I have come up with a kind of hack that seems to work. Namely, use an event timer to check an update queue:
startClient :: IO (TVar [Update])
startClient = /*Connect to server,
listen for updates and add to queue*/
gui :: TVar [Update] -> IO ()
gui trdl = do
f <- frame [text := "counter", visible := False]
p <- panel f []
st <- staticText p []
t <- timer f [interval := 10, on command := updateGui st]

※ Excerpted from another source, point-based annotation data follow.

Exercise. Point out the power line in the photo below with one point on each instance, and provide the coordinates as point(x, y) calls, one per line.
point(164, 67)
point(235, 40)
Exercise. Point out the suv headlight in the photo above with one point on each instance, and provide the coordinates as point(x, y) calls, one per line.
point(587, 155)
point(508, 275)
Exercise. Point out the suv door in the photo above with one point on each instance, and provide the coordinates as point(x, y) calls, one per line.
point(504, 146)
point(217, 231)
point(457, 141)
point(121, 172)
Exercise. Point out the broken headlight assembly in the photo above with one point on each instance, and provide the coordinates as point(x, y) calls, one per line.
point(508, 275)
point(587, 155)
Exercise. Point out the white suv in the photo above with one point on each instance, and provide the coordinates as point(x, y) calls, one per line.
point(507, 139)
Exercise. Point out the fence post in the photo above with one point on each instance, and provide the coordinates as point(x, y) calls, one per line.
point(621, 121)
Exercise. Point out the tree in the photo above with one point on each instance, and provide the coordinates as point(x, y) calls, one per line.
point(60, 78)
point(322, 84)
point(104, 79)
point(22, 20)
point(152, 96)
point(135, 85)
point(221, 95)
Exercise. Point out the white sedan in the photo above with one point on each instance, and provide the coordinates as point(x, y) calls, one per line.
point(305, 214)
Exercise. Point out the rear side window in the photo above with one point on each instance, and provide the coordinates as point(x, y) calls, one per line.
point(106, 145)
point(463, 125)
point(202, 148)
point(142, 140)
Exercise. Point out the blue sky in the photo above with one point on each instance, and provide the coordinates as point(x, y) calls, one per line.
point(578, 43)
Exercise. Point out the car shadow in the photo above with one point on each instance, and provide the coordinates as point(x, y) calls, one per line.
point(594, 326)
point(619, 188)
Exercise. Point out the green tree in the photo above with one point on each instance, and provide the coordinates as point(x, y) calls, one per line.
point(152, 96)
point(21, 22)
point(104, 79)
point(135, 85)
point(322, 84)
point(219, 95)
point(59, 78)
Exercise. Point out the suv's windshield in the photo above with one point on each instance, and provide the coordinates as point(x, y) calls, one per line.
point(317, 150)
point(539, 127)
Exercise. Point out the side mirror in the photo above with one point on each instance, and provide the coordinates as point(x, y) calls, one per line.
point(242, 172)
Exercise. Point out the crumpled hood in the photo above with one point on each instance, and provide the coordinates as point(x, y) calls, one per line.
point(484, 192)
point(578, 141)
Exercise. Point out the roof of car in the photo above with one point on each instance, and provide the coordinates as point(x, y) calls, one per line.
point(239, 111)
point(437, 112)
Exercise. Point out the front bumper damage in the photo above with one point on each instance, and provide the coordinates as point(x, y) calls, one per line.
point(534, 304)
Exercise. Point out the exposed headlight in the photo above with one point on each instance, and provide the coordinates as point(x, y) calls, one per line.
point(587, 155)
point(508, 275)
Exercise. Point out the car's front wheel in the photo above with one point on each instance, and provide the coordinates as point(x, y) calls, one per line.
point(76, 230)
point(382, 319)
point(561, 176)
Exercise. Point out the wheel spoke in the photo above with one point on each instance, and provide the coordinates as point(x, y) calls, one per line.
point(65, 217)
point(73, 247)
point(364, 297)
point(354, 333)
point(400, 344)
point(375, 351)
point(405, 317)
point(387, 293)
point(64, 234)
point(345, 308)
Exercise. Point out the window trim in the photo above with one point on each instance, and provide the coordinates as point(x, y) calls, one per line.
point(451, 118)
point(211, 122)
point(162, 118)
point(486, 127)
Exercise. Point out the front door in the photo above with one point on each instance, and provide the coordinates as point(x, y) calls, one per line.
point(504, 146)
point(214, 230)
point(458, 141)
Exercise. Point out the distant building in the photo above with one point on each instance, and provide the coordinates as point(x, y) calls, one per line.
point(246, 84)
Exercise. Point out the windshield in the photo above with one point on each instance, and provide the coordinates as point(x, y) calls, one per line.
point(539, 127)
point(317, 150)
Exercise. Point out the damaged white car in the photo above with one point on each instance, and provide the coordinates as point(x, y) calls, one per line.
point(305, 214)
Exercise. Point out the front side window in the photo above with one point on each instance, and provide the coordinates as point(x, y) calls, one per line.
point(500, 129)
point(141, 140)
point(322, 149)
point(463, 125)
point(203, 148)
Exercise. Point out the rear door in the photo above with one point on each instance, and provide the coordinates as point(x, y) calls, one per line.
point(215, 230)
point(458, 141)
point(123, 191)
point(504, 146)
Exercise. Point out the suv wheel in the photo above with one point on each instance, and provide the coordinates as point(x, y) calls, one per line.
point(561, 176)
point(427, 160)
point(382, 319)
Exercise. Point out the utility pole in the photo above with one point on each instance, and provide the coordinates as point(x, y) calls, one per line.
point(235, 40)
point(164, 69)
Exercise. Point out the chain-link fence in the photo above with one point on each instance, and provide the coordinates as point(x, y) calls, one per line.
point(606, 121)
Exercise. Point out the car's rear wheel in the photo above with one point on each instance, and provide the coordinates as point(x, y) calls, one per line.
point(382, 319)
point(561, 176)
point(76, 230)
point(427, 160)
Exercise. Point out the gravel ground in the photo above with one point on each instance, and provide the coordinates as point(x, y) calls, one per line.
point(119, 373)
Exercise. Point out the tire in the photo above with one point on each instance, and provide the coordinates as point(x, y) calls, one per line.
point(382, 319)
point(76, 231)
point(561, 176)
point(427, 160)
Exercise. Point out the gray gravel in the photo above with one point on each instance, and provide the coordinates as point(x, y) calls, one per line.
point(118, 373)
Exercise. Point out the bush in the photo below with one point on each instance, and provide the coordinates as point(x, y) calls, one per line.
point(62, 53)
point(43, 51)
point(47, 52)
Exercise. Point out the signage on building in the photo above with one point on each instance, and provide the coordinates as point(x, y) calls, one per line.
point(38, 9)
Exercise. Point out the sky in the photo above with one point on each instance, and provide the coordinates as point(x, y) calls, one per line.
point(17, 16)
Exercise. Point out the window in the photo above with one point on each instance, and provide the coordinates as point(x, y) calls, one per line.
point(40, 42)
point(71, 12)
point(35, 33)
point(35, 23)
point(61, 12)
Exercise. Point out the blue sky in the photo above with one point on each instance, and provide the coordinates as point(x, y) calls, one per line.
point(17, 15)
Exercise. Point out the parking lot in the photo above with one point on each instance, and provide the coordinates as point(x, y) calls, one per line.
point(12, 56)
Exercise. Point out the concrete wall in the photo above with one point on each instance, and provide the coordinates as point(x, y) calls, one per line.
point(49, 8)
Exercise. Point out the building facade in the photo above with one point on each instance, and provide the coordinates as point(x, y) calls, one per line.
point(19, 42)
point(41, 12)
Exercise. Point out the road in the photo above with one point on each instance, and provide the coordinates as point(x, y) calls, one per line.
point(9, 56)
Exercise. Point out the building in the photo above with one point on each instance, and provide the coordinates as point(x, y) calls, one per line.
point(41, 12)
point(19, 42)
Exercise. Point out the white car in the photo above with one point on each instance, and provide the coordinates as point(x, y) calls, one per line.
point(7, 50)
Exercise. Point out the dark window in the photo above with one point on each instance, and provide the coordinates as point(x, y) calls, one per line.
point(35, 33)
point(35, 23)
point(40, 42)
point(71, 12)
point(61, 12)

set f [layout := container p $ fill $ widget st, clientSize := (sz 200 100), visible := True]
where
updateGui st = do
rdl <- atomically $ readTVar trdl
atomically $ writeTVar trdl []
case rdl of
[] -> return ()
dat : dl -> set st [text := (show dat)]
main :: IO ()
main = startClient >>= start gui
So a client listens for the updates on the TCP connection, adds them to a queue. Every 10ms, an event is raised whose action is to check this queue and show the latest update in a static text widget.
If you have a better solution, please let me know!
I found a solution without a busy wait at:
http://snipplr.com/view/17538/
However you might choose a higher eventId in order to avoid conflicts with existing ids.
Here is some code from my module http://code.haskell.org/alsa/gui/src/Common.hs:
myEventId :: Int
myEventId = WXCore.wxID_HIGHEST+100
-- the custom event ID, avoid clash with Graphics.UI.WXCore.Types.varTopId
-- | the custom event is registered as a menu event
createMyEvent :: IO (WXCore.CommandEvent ())
createMyEvent =
WXCore.commandEventCreate WXCore.wxEVT_COMMAND_MENU_SELECTED myEventId
registerMyEvent :: WXCore.EvtHandler a -> IO () -> IO ()
registerMyEvent win io =
WXCore.evtHandlerOnMenuCommand win myEventId io
reactOnEvent, reactOnEventTimer ::
SndSeq.AllowInput mode =>
Int -> WX.Window a -> Sequencer mode ->
(Event.T -> IO ()) ->
IO ()
reactOnEvent _interval frame (Sequencer h _) action = do
mvar <- MVar.newEmptyMVar
void $ forkIO $ forever $ do
MVar.putMVar mvar =<< Event.input h
WXCore.evtHandlerAddPendingEvent frame =<< createMyEvent
registerMyEvent frame $
MVar.takeMVar mvar >>= action
-- naive implementation using a timer, requires Non-Blocking sequencer mode
reactOnEventTimer interval frame sequ action =
void $
WX.timer frame [
WX.interval := interval,
on command := getWaitingEvents sequ >>= mapM_ action]
The code shows two ways to handle the problem:
reactOnEventTimer does a busy wait using the WX timer.
reactOnEvent only gets active when an event actually arrives. This is the prefered solution.
In my example I wait for ALSA MIDI sequencer messages. The Event.input call waits for the next ALSA message to come. The action gets the results of Event.input, that is, the incoming ALSA messages, but it is run in the WX thread.